PlanetArt operates a portfolio of websites and mobile applications used by tens of millions of customers worldwide to create unique personalized products. PlanetArt’s suite of solutions includes the FreePrints mobile applications and the Personal Creations, SimplyToImpress, CafePress, Gifts.com, and I See Me! brands. As of June 30, 2024, PlanetArt’s revenues represented €365 million, representing 74% of the group’s revenues, and its Normalized EBITDA represented €20 million, or 43% of the group’s Normalized ROC. Following this transaction, Roger Bloxberg, CEO, and Todd Helfstein, chairman, would become significant shareholders of PlanetArt LLC and would also continue to exercise their respective functions.

This potential transaction remains subject to the completion of a satisfactory due diligence process, the negotiation and execution of definitive agreements, and customary conditions precedent in this area. The final completion of the transaction is expected for the second quarter of 2025 once all conditions precedent have been satisfied. To support this process and ensure the absence of conflicts of interest, Claranova’s Board of Directors has set up a special committee composed of three independent directors, with the necessary expertise to, among other things, solicit an expert opinion on the fairness of this potential sale and submit a recommendation to the Board of Directors.
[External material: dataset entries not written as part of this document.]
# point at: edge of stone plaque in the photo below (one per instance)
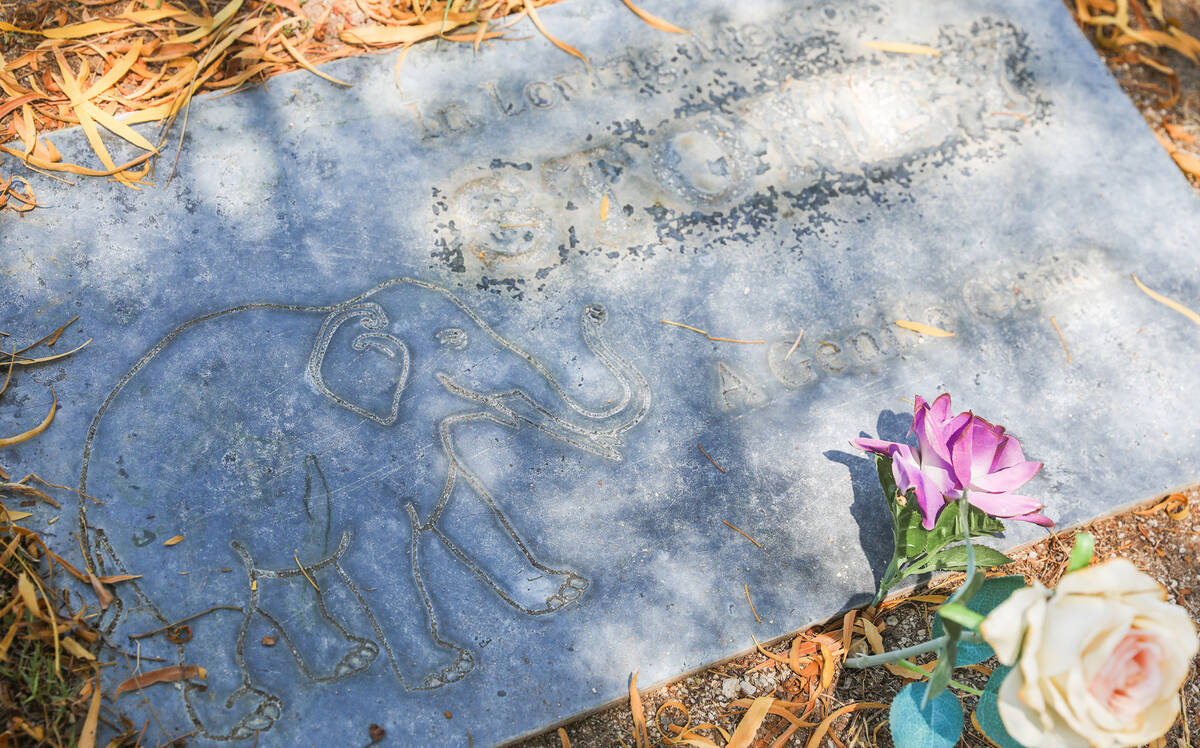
(899, 591)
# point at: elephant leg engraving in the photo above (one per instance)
(298, 609)
(419, 656)
(490, 546)
(227, 705)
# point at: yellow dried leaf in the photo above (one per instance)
(28, 435)
(88, 736)
(750, 723)
(117, 71)
(305, 64)
(28, 593)
(904, 48)
(163, 675)
(93, 28)
(654, 21)
(1171, 303)
(7, 639)
(823, 728)
(383, 36)
(641, 736)
(1186, 161)
(923, 329)
(873, 636)
(561, 45)
(222, 16)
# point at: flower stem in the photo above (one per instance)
(895, 656)
(963, 687)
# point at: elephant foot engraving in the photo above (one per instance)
(361, 656)
(571, 590)
(462, 665)
(265, 713)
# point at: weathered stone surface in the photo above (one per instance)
(391, 337)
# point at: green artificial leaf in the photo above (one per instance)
(946, 530)
(961, 615)
(955, 558)
(1081, 554)
(909, 536)
(991, 593)
(982, 524)
(936, 724)
(987, 716)
(887, 482)
(943, 672)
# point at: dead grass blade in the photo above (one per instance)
(820, 731)
(641, 736)
(88, 736)
(533, 16)
(1170, 303)
(750, 723)
(163, 675)
(654, 21)
(923, 329)
(28, 435)
(904, 48)
(305, 64)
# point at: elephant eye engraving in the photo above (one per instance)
(453, 337)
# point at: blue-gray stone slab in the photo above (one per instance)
(403, 388)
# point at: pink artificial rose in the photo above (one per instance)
(957, 455)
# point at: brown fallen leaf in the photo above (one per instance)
(1164, 300)
(102, 594)
(163, 675)
(750, 723)
(1179, 133)
(561, 45)
(641, 737)
(28, 435)
(88, 736)
(924, 329)
(1188, 162)
(654, 21)
(821, 729)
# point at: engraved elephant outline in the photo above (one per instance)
(255, 426)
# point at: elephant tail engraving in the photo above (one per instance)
(636, 392)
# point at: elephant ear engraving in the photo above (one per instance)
(359, 366)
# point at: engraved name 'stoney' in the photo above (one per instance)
(828, 119)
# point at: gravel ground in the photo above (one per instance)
(1167, 549)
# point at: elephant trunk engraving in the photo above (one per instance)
(597, 430)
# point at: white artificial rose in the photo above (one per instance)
(1099, 659)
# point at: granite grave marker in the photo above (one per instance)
(405, 387)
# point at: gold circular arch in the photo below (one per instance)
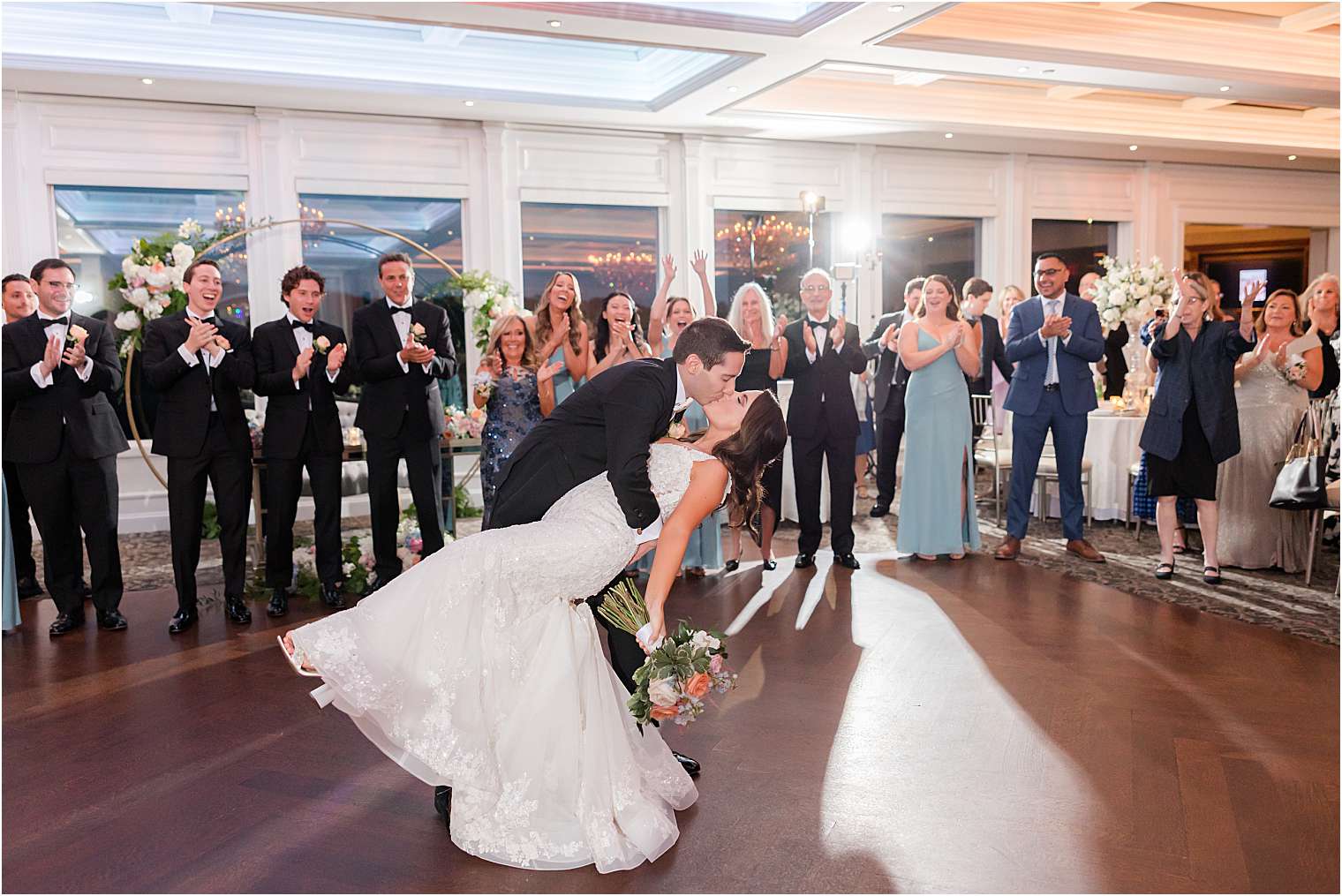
(255, 229)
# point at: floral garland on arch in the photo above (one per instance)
(151, 279)
(1130, 293)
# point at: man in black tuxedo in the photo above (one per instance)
(992, 350)
(59, 369)
(402, 348)
(19, 302)
(889, 403)
(301, 368)
(822, 418)
(198, 363)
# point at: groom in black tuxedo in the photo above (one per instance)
(59, 369)
(301, 366)
(198, 363)
(402, 348)
(608, 425)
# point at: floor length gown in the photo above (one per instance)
(933, 519)
(480, 668)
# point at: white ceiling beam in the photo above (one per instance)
(1070, 92)
(1203, 103)
(1321, 16)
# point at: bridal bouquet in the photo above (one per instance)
(682, 669)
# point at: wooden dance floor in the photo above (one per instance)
(910, 727)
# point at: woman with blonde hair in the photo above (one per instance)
(936, 505)
(516, 389)
(560, 332)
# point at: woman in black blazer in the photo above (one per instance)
(1194, 423)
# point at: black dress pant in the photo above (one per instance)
(808, 457)
(20, 532)
(69, 493)
(283, 486)
(423, 464)
(890, 433)
(229, 472)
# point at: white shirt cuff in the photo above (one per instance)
(43, 381)
(650, 532)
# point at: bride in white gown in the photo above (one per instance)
(480, 666)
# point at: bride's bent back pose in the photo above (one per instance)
(480, 668)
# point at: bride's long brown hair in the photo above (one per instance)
(746, 452)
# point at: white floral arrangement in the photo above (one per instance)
(1130, 293)
(486, 299)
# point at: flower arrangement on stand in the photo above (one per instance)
(486, 298)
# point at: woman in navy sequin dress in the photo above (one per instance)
(516, 392)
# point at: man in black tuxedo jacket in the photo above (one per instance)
(889, 403)
(59, 369)
(400, 348)
(822, 418)
(301, 368)
(198, 363)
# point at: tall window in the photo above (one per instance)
(346, 255)
(97, 226)
(608, 248)
(769, 248)
(914, 245)
(1081, 243)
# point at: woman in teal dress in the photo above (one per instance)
(936, 501)
(562, 333)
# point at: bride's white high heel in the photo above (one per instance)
(294, 661)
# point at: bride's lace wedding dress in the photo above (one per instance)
(480, 668)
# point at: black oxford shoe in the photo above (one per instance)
(180, 621)
(237, 611)
(278, 604)
(332, 597)
(66, 622)
(111, 621)
(691, 766)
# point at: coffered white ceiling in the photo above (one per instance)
(1220, 82)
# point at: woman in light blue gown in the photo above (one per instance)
(936, 501)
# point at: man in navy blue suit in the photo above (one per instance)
(1052, 340)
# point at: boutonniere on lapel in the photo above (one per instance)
(75, 335)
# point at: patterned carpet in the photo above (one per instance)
(1271, 599)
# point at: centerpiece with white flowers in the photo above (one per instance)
(1130, 293)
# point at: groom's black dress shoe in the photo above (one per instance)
(180, 621)
(66, 622)
(443, 803)
(691, 766)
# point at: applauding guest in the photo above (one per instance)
(402, 348)
(562, 333)
(1052, 338)
(59, 369)
(936, 505)
(198, 363)
(516, 392)
(1194, 423)
(301, 365)
(823, 351)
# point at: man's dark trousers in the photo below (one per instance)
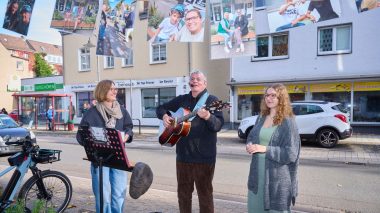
(201, 174)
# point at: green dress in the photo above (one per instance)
(256, 201)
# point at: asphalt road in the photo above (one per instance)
(323, 186)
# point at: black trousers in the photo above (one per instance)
(202, 175)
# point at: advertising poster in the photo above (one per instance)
(175, 20)
(365, 5)
(232, 28)
(75, 16)
(287, 14)
(115, 31)
(18, 16)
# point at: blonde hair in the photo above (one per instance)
(101, 90)
(284, 108)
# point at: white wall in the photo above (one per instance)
(303, 62)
Given the importance of this transaction to Claranova, it will be submitted to a vote of Claranova’s shareholders, as well as the details of the allocation of the expected proceeds of the sale.

According to a press release, the transaction would allow Claranova to focus on its most profitable activities and become a leading pure player in software publishing while at the same time offering a simplified view of its organization.

“This transaction is in line with our ‘One Claranova’ strategic plan since it would improve our profitability ratios and allow us, at the same time, to significantly accelerate our debt reduction,” said Eric Gareau, CEO of Claranova. “Claranova would thus become an integrated group focused on software publishing and operational excellence. We believe that this would accelerate our return to profitable growth and offer us new development opportunities in order to create long-term value for our shareholders.”